Bitcoin slipped below $99,000 on Tuesday, breaking through a key macro indicator and reigniting debate over whether the market has turned bearish.
According to Julio Moreno, head of research at CryptoQuant, Bitcoin fell under its 365-day moving average (MA) — a level he described as critical.
“It was the final confirmation of the 2022 bear market,” Moreno wrote on X, warning that “the price needs to move back above it quickly.”
Coinbase data shows Bitcoin briefly touched $98,900, marking its lowest point in months before rebounding slightly to around $101,800 at the time of writing.
A Potential Breakdown Point?
The 365-day moving average measures Bitcoin’s average price over the past year and is a key indicator used to assess long-term trend direction.
Analysts view it as one of the most significant metrics for gauging market sentiment — and when Bitcoin drops below it, many interpret it as a strong bearish signal.

Bitcoin’s latest dip below the 365-day moving average (MA) isn’t the first time it’s happened this year.
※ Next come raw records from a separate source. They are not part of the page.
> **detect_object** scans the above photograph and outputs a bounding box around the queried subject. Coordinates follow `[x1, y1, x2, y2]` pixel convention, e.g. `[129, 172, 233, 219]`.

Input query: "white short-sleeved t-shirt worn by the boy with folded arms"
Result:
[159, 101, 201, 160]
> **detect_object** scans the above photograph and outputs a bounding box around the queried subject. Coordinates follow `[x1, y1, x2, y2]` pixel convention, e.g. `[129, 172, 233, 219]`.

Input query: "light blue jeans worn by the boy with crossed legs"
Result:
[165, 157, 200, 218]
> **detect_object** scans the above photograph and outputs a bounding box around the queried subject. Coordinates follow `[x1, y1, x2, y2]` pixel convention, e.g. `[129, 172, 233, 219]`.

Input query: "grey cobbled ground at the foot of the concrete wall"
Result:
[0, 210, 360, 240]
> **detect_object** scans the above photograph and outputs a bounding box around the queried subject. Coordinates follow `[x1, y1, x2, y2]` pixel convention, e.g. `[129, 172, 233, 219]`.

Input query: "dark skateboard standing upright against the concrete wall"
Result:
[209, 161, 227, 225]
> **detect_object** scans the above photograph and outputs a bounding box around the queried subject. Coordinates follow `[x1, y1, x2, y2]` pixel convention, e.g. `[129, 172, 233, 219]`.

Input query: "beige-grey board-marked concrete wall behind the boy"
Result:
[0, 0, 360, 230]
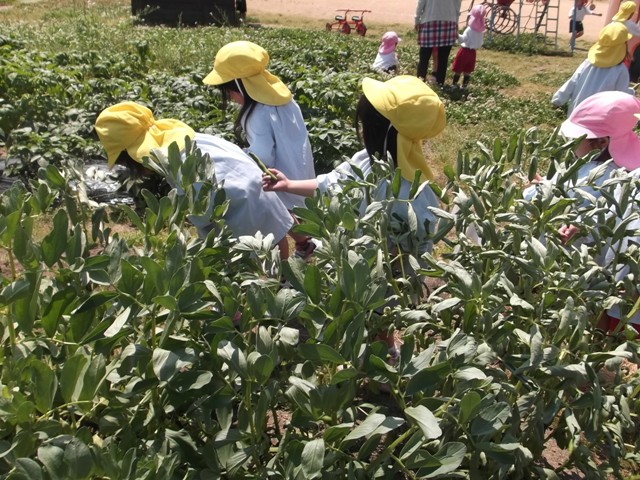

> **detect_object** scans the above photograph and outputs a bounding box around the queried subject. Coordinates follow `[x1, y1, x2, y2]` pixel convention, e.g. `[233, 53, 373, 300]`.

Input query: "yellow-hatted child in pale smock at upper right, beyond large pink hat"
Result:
[551, 22, 633, 114]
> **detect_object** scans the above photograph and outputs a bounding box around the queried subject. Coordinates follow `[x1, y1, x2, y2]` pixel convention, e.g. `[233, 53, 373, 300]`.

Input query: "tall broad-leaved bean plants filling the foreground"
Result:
[0, 125, 640, 479]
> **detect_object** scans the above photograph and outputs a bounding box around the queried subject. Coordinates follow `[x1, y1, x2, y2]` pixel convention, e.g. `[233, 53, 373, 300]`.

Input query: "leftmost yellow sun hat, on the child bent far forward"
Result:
[95, 102, 195, 168]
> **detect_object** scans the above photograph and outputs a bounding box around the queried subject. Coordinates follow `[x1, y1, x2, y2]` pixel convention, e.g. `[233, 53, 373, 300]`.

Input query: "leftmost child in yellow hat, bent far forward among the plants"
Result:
[95, 102, 293, 258]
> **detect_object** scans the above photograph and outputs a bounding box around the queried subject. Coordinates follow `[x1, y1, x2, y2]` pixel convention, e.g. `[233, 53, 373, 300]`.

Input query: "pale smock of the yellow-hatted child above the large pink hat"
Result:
[551, 59, 634, 114]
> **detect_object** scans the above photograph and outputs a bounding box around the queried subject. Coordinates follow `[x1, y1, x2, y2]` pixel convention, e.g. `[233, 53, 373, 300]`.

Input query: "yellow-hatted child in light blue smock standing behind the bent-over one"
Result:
[203, 41, 316, 258]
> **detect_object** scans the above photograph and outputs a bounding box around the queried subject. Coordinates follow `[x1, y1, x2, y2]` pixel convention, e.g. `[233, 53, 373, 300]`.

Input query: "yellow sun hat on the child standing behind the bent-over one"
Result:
[202, 40, 292, 106]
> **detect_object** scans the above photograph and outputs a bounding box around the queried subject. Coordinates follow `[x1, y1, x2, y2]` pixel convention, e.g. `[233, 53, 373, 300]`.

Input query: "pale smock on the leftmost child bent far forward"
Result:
[167, 133, 293, 242]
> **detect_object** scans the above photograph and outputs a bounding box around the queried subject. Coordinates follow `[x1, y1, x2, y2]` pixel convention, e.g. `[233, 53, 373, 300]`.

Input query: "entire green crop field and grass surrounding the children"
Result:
[0, 2, 640, 480]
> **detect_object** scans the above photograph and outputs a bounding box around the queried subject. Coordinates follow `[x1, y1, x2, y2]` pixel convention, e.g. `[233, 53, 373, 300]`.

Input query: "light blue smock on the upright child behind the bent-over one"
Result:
[243, 100, 316, 210]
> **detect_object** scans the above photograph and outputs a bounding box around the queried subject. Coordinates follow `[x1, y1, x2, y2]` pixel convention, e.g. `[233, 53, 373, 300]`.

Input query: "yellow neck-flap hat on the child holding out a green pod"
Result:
[362, 75, 447, 181]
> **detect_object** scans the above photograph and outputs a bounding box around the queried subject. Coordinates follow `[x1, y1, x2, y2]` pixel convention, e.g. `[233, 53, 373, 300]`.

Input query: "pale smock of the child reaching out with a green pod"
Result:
[316, 150, 439, 253]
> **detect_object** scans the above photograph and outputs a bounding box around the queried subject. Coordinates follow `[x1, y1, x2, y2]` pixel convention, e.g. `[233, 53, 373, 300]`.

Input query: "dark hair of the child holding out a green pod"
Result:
[355, 95, 398, 166]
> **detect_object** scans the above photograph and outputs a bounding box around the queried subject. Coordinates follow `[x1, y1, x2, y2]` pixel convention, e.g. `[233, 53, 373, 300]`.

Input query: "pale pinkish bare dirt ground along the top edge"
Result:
[247, 0, 609, 41]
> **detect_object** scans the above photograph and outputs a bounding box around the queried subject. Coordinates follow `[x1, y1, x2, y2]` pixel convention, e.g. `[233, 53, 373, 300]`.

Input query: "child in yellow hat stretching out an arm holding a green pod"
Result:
[262, 75, 446, 356]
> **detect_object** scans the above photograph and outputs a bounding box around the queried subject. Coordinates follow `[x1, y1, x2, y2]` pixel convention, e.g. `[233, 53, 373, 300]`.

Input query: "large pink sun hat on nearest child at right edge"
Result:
[560, 91, 640, 171]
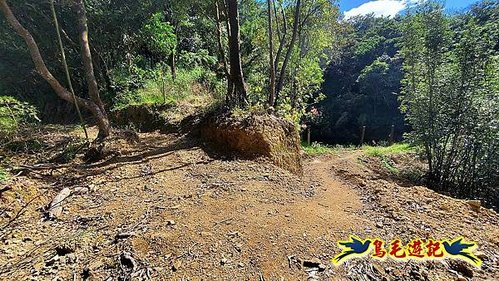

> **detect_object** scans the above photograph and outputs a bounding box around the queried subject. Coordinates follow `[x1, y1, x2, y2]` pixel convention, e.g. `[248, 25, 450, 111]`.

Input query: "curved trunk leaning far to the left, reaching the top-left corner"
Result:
[0, 0, 110, 137]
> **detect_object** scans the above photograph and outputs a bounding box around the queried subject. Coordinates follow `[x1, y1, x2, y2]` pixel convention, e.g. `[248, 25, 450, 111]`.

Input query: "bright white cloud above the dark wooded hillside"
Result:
[344, 0, 421, 19]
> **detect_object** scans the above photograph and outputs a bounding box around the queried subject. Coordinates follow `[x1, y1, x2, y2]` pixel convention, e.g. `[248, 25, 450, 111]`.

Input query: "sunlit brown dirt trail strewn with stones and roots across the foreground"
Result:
[0, 130, 499, 280]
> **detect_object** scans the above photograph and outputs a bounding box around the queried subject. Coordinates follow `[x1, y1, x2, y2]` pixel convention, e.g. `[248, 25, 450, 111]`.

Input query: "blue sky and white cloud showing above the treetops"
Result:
[340, 0, 479, 18]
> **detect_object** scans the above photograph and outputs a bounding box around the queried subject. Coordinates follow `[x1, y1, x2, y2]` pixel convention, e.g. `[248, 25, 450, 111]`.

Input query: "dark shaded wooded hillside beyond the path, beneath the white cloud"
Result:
[318, 15, 408, 143]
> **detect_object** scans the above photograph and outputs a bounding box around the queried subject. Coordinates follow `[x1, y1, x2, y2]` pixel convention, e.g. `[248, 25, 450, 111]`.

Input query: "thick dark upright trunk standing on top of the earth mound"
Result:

According to data shared by crypto analyst Decode, BTC briefly fell beneath the same level back in April.
“Routine Cleanse”
Bitcoin’s drop on Tuesday has “officially marked a technical bear market,” as prices declined more than 20% from the $126,000 all-time high reached in early October, Bitrue research analyst Andri Fauzan Adziima told Cointelegraph.
However, Adziima emphasized that this is only the fourth correction in the 2025 bull cycle — calling it a “routine cleanse,” not the start of a prolonged downturn. He pointed to historical data showing that 20% drawdowns during bull markets have often been followed by rebounds of around 40% within 60 days.

“For this to truly signal a bear market for Bitcoin, we believe the $100,000 threshold would need to be decisively broken, long before such a scenario takes hold,” said Tom Cohen, head of investments and trading at quantitative asset manager Algoz Technology.
“As long as that $100,000 support holds, there’s just as much chance we’re setting up for a Santa Claus rally,” Cohen added.
“Much of that of course is dependent on macro events and what President Trump has up his sleeve in the coming weeks and of course the US Rate Decision in December.”